Reid acknowledged that his previous firm demand for a spring withdrawal deadline had become an obstacle for a small but growing number of Republicans who have said they want to end the war but have been unwilling to set a timeline.
"I don't think we have to think that our way is the only way," Reid said of specific dates during an interview in his office here. "I'm not saying, 'Republicans, do what we want to do.' Just give me something that you think you would like to do, that accomplishes some or all of what I want to do."
Why the shift now, except for the reason that the September progress report is due soon and Reid and others anticipate that this will give enough cover to Republicans to force Democrats to compromise on anti-war efforts?
This is extraordinarily frustrating. Pro-war pundits, thanks to their disproportionate influence over the media, have managed to sell the view that dubious and minor achievements ostensibly resulting from the surge are signs that we are now making general progress in Iraq, and despite the best efforts of bloggers like Glenn Greenwald to refute them, they have largely succeeded. I've seen no recent opinion polls indicating any change in American opinion, but does that even matter? If public opinion were key, we'd already be withdrawing from Iraq. The only thing that's important is that the pundits convince other pundits and politicians that the war is turning around and that politicians who don't get in line with supporting it are vulnerable to attacks of failing to support the troops. And they seem to be succeeding, despite all their prior and continuing wrongness about the war.

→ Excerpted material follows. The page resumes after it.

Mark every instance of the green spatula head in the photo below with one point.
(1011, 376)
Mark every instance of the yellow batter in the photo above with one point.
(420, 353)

I do not believe for an instant that we are going to be in Iraq another decade just because these pundits have managed to push back against war opponents successfully. Mark my words, drawdown from Iraq is inevitable in the very near future (even the military admits as much) and reality in Iraq will defeat all the number twisting of the pro-war pundits and bloggers. But drawdown can be on the terms of people who believe we must change our fundamental mission in Iraq, or it can be on the terms of people who will extend deployments further and get more soldiers killed in the process of proving that we can't win. It must be the former, and pundits, bloggers and ordinary citizens have no choice but to redouble their efforts to force Democrats to take a stand against the war, "progress" report or no.